Le secrétaire général de FO, Jean-Claude Mailly, s'est dit "satisfait qu'il y ait un ministère du travail de plein exercice dans un gouvernement resserré, avec à sa tête un homme de dialogue", Xavier Bertrand. Selon lui, "mettre ensemble l'économie et l'emploi" dans un ministère dirigé par Jean-Louis Borloo "n'est pas forcément négatif, car si on fait les politiques d'emploi à part, ce sont toujours des politiques d'aide, d'exonération, etc." Il a espéré que le ministère des comptes publics sera "au service de la politique économique et de l'emploi" et n'imposera pas une "vision comptable à l'ensemble du gouvernement". Le numéro un de FO a enfin martelé qu'il fallait éviter toute "confusion entre le budget de la Sécurité sociale, qui est alimenté par les cotisations sociales, et le budget de l'Etat, qui est alimenté par les impôts".
La CFTC s'est étonnée "que le dossier de l'emploi apparaisse surtout 'économique' et déconnecté de celui des relations sociales", échoyant à Jean-Louis Borloo, chargé de l'économie, des finances et de l'emploi, alors que Xavier Bertrand devient ministre du travail, des relations sociales et de la solidarité.

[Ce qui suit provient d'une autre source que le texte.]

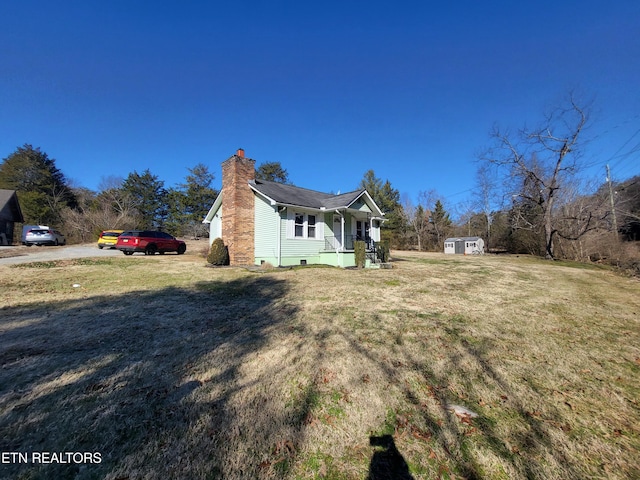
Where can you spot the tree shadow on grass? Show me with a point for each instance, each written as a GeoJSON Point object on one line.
{"type": "Point", "coordinates": [452, 433]}
{"type": "Point", "coordinates": [156, 383]}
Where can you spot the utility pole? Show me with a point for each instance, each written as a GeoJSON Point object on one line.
{"type": "Point", "coordinates": [611, 200]}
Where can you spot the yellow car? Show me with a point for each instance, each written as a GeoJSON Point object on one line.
{"type": "Point", "coordinates": [108, 238]}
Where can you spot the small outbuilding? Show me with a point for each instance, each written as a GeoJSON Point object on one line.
{"type": "Point", "coordinates": [10, 214]}
{"type": "Point", "coordinates": [464, 245]}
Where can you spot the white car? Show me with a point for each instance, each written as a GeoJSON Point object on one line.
{"type": "Point", "coordinates": [43, 236]}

La confédération chrétienne se félicite cependant que MM. Borloo et Bertrand aient "une bonne connaissance des dossiers et de la pratique des relations sociales". Et escompte "un dialogue social maximum".

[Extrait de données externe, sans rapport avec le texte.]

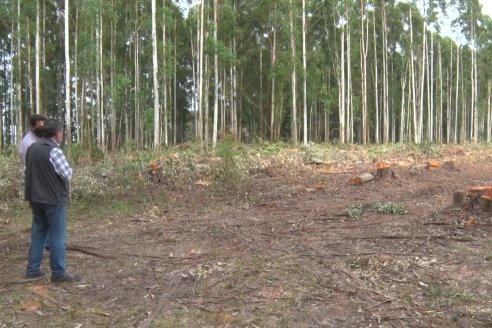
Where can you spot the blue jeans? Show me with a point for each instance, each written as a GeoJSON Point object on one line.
{"type": "Point", "coordinates": [47, 220]}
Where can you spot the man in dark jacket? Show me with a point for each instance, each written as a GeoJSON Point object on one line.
{"type": "Point", "coordinates": [46, 189]}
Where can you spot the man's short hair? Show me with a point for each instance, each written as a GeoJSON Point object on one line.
{"type": "Point", "coordinates": [51, 127]}
{"type": "Point", "coordinates": [35, 118]}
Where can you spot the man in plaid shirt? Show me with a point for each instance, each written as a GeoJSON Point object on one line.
{"type": "Point", "coordinates": [46, 189]}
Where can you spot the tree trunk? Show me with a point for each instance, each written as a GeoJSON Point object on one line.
{"type": "Point", "coordinates": [155, 71]}
{"type": "Point", "coordinates": [37, 60]}
{"type": "Point", "coordinates": [216, 81]}
{"type": "Point", "coordinates": [304, 72]}
{"type": "Point", "coordinates": [68, 112]}
{"type": "Point", "coordinates": [293, 77]}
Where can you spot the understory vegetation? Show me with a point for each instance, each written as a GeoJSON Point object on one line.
{"type": "Point", "coordinates": [120, 179]}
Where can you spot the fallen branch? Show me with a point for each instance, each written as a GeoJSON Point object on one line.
{"type": "Point", "coordinates": [409, 237]}
{"type": "Point", "coordinates": [164, 300]}
{"type": "Point", "coordinates": [84, 250]}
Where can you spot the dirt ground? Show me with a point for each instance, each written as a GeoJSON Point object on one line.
{"type": "Point", "coordinates": [296, 249]}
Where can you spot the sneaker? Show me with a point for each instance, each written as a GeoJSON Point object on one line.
{"type": "Point", "coordinates": [66, 277]}
{"type": "Point", "coordinates": [33, 275]}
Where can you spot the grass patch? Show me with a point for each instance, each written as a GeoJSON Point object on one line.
{"type": "Point", "coordinates": [389, 208]}
{"type": "Point", "coordinates": [355, 211]}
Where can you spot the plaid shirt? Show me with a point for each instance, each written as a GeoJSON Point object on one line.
{"type": "Point", "coordinates": [60, 164]}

L'Union professionnelle artisanale (UPA) "salue le choix qui a été fait de rationaliser l'organisation gouvernementale. La réduction du nombre de ministères traduit une volonté d'efficacité et répond à la nécessité de faire des économies budgétaires". Dans un communiqué, elle "invite d'ores et déjà le premier ministre et l'ensemble du gouvernement à prendre appui sur les 900 000 entreprises artisanales françaises pour développer des politiques favorables à la croissance et à la création d'emplois".

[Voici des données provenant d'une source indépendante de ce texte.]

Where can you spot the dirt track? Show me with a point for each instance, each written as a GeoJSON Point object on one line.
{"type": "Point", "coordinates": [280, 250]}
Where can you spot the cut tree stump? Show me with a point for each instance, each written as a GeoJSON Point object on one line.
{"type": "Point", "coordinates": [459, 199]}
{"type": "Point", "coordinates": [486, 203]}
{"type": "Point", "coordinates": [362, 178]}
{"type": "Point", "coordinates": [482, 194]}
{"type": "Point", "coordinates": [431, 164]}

La CFE-CGC "souligne la volonté d'associer étroitement économie et emploi, la bonne marche de l'une favorisant l'autre en quantité et en qualité", tout en rappelant "sa volonté de voir les Français travailler tous et travailler mieux. Des conditions de travail équilibrées et saines sont un facteur de motivation et de compétitivité des entreprises".
Nicolas Hulot s'est dit "à ce stade, content que quelqu'un qui ait l'expérience, l'envergure d'Alain Juppé, prenne le poste" de ministre d'Etat chargé de l'écologie, du développement et de l'aménagement durable, conformément à ce que prônait son Pacte écologique. L'animateur de télévision s'est félicité qu'un ancien premier ministre soit chargé du développement durable, "numéro deux dans un gouvernement de droite, qui n'était pas très spontané sur ces sujets". Il estime néanmoins que la tâche va être "très difficile, parce qu'il y a des logiques qui risquent d'apparaître contradictoires". Sa fondation a été conviée, avec les autres ONG environnementalistes, à rencontrer lundi le président de la République et M. Juppé, notamment afin de "définir les grands objectifs" du "Grenelle de l'environnement" annoncé.